The main difference between the two disorders (PTSD & CPTSD) is the frequency of the trauma. While PTSD is caused by a single traumatic event, C-PTSD is caused by long-lasting trauma that continues or repeats for months, even years (commonly referred to as “complex trauma”).
(Borderline personality disorder (BPD) does not list the flashbacks and traumatic memories among its symptoms.)
Difficulty controlling one’s emotions is a common symptom to both—BPD and CPTSD. That’s why it often leads to a misdiagnosis of BPD.
Yesterday I mentioned a medical journal used by the World Health Organization. I wasn’t entirely correct. What I had in mind was the ICD-11, which is recognized by the WHO.
Here is an overview. To read further, go to https://www.verywellmind.com/overview-of-the-icd-11-4589392
ICD-11 vs. DSM-5
The ICD-11 and the Diagnostic and Statistical Manual of Mental Disorders (DSM-5) share many similarities. Both are authoritative guidebooks for medical professionals to use for the diagnosis and treatment of diseases and disorders. They share a great overlap of material on mental disorders, with the DSM solely focused on mental health concerns, while the ICD covers all parts of the body and mind.
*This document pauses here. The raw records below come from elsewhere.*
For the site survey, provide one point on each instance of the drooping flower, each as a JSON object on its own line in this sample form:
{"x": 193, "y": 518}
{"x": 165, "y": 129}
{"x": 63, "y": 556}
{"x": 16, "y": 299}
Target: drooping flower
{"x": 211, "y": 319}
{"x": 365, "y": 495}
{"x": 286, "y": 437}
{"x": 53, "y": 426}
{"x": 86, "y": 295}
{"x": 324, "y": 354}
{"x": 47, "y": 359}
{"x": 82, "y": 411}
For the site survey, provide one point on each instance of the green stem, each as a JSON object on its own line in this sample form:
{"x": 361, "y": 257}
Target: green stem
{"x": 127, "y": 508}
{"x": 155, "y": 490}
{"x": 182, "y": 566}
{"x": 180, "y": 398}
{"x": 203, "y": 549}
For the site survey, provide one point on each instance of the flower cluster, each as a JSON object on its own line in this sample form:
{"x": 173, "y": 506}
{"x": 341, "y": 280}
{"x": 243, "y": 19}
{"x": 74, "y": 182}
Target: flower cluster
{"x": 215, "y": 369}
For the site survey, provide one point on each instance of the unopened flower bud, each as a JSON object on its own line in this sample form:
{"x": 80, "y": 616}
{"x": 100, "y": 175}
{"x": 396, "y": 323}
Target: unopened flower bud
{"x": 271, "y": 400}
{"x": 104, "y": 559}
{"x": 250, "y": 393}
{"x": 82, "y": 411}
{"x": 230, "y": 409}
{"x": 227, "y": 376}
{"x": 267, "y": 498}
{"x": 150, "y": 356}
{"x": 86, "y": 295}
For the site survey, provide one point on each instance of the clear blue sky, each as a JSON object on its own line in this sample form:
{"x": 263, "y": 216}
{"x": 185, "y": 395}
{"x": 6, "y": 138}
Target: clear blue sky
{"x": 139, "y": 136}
The most recent version of the DSM was published on May 18, 2013, by the American Psychiatric Association (APA).1 Compared to the DSM-5, the ICD-11 is broader both in its scope and its authorship.
Mental health professionals in the United States are more likely to rely on and be familiar with the DSM, rather than the ICD, mental health classifications as the DSM guidebook is specifically tailored to cover mental health disorders as they are experienced and treated in this country.
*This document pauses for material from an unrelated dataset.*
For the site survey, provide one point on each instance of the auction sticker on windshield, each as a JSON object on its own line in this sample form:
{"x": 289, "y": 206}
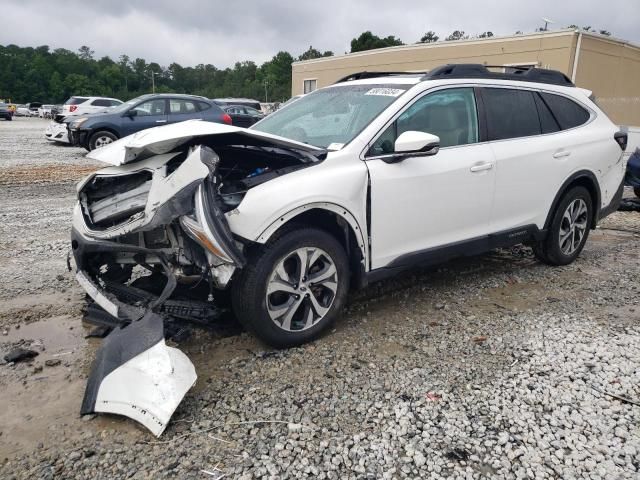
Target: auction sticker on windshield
{"x": 387, "y": 92}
While the DSM-5 is published by the APA and has a rather narrow scope and authoritativeness as it’s focused on North America, the ICD-11 draws its authorship globally and is open to the public for submissions. The ICD-11 also covers medical diseases in addition to mental disorders.
Complex PTSD
The definition of complex post-traumatic stress disorder (PTSD) in the ICD-11 involves the three symptoms of PTSD (re-experiencing, avoiding reminders, and a heightened sense of threat/arousal) along with broader problems in emotion regulation, shame, guilt, and interpersonal conflict, such that it affects the person’s entire life.
While it may be confusing that there are two systems for diagnosing mental health disorders, the important thing to remember is that the DSM-5 is primarily used in the United States while the ICD is used internationally and for insurance coding purposes.
WHY DID I BRING THIS UP?
- To show that I was misdiagnosed in 2015 and I want to set the record straight.
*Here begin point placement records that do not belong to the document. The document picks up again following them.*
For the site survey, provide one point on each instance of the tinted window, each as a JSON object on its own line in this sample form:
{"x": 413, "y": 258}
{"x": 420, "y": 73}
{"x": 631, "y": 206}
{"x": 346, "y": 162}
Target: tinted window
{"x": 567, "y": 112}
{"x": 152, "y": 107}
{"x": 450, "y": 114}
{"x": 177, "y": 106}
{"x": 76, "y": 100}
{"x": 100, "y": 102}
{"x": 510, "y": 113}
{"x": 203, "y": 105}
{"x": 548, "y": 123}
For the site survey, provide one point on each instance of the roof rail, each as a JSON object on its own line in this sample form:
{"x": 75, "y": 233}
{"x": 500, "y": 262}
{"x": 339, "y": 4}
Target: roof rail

- Abuse led to an illness that left me with traumatic memories, leading to years of suffering.
- I would like to have a psychiatrist who’s on the same page as me, with a better understanding of my illness.
But the past is past and I have answered God’s call to move forward, free to pursue further encouragement of people with low self-esteem. I give myself eagerly to that work, having felt for a long while that greater confidence can bring greater wellness and a more meaningful life.